Last Monday, September 23rd, Greta has held a powerful, emotional speech in front of people on average three-four time her age, condemning them – and the whole generation before her, so most of you, readers – in having done nothing to fight against climate change, to prevent our house from getting “on fire” as she said once.
But why should we trust a young girl’s opinion about such a big issue like climate change?
Well, because she spoke up to bring worldwide attention on what are the earnest facts about that: that global carbon emissions rose to a record of 37.1bn tons in 2018, that it seems impossible to decrease of 1.5C our temperature if we continue at this rate just in the next 12 years, and many other scary facts.

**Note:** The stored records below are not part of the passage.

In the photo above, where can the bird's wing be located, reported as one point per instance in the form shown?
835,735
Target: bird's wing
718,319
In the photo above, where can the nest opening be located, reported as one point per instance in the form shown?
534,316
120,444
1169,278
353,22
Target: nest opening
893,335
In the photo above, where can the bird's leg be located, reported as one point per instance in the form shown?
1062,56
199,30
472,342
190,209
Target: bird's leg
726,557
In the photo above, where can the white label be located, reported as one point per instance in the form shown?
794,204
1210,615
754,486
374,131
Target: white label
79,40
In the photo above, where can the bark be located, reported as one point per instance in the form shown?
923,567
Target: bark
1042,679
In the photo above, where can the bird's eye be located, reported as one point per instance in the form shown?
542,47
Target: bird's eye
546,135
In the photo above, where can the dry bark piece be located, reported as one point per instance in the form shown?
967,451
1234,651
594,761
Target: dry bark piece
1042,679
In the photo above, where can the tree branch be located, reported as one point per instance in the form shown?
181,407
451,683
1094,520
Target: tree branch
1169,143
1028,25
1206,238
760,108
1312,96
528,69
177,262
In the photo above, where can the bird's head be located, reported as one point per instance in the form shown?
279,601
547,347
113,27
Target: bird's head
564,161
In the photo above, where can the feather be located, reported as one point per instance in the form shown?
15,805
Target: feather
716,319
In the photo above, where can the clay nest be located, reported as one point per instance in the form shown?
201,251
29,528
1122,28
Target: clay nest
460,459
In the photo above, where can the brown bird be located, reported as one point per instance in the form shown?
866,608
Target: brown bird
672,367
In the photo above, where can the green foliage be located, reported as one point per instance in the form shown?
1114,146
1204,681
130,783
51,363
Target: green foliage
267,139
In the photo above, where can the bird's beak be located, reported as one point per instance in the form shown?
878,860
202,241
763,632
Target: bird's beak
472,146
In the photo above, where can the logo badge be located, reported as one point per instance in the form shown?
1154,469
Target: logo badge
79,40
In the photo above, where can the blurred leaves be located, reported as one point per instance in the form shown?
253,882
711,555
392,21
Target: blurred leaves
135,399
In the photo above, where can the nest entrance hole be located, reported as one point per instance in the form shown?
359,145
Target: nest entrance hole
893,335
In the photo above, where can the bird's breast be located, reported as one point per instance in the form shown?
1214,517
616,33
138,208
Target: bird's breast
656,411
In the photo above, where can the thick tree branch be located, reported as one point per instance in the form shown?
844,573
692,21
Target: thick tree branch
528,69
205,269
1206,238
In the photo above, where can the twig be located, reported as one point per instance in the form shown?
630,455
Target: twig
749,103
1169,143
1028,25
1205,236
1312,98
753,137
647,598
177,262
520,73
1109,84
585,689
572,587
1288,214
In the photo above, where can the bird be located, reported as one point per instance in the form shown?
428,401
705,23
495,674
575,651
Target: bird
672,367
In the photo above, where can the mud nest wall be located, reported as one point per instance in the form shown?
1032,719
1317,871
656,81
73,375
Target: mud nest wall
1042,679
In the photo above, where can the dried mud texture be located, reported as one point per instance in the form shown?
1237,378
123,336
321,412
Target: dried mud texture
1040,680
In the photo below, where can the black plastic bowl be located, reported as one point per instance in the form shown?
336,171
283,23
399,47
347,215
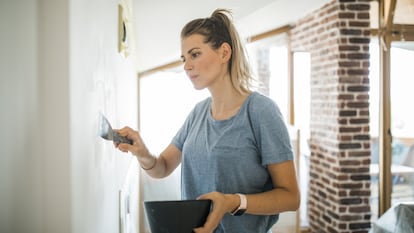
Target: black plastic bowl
176,216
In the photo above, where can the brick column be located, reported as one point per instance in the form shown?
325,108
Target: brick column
338,36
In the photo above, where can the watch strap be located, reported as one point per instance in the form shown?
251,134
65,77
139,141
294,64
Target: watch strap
242,207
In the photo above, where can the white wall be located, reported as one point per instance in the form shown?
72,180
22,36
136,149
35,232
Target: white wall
59,68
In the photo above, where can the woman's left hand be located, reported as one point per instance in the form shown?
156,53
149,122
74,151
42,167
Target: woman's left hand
222,204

But also, you should care because Greta is rallying against all the giants and all the superpowers above her to state these facts. It was a bit more than one year ago that she sat in front of the Parliament in Stockholm, to strike against climate change, starting the Friday strikes becoming so popular worldwide that on last 20 Sept saw the event reaching an incredible high participation of 4 million people worldwide. If million of people have followed Greta, it’s because they finally have seen their own disappointment, despair, arguments, being given the possibility of getting finally heard.
This culminated at the aforementioned UN speech Greta gave a couple of days back in New York:
“How dare you” she accused between trembling lips “You have stolen my childhood and my dreams with your empty words”.

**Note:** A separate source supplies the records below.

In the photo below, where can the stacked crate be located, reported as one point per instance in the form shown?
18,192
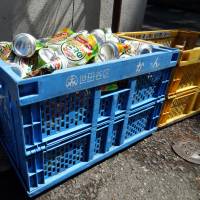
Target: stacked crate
183,95
57,125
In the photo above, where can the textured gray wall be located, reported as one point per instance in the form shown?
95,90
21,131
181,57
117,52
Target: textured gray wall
132,14
45,17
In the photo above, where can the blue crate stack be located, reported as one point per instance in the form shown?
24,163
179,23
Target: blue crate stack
57,125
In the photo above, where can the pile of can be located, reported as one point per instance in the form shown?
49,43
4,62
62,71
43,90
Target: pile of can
31,57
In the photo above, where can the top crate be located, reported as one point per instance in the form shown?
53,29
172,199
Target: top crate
188,41
186,76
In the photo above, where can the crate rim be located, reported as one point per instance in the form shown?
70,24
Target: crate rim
18,80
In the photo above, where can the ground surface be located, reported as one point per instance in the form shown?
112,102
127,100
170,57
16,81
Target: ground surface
150,170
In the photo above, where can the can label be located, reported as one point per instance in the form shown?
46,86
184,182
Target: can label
56,64
73,51
5,50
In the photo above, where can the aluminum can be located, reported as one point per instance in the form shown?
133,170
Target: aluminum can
5,50
25,45
138,48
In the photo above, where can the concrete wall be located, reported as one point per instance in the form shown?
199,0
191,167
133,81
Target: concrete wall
132,14
44,17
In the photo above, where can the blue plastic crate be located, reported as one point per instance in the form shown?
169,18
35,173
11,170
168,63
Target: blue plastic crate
61,159
40,113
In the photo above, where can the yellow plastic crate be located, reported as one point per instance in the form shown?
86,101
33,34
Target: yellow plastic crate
186,75
179,107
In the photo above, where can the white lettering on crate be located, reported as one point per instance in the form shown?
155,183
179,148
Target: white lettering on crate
73,80
155,64
139,66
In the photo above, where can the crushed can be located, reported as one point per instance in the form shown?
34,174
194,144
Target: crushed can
25,45
5,50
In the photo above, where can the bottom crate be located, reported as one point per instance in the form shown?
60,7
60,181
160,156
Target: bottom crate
179,107
66,157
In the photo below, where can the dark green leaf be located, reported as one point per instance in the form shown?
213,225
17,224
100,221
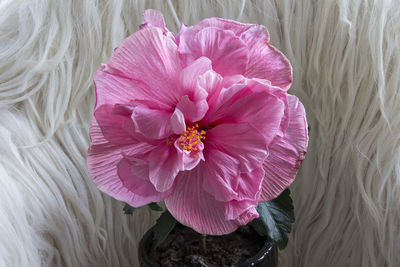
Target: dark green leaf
276,219
128,209
154,206
163,227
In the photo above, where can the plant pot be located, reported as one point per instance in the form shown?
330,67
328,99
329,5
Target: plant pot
267,256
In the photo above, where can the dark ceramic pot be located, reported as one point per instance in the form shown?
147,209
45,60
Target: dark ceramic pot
266,257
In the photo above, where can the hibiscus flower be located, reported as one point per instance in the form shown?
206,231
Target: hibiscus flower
201,120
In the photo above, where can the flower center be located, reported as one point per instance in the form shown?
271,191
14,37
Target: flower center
191,140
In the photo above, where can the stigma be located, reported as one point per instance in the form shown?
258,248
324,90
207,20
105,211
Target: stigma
192,140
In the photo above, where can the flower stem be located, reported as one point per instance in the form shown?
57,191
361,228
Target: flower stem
203,249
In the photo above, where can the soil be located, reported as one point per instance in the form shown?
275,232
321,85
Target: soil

It’s been some time that activists such as Greta try to increase awareness towards more environmentally conscious habits and policies. Despite some perceiving these structural shifts we need only as fangs, reducing our carbon footprint with actions like reducing plastic or turning vegan can be witnessed increasingly across countries and individuals – especially younger. Young like that Swedish little girl with the long braid, the young Greta, sailing herself across the world, hopefully bringing all of us together with them.
Habits, policies: this means all of us actions’ also and especially agriculture, like the US activist Emily Johnson has underlined. “The only sane thing to do is to radically change our agriculture and our forestry to help stabilise the climate” she states.
Because after all, we are doing this for the most compelling priority our humanity has: to save ourselves.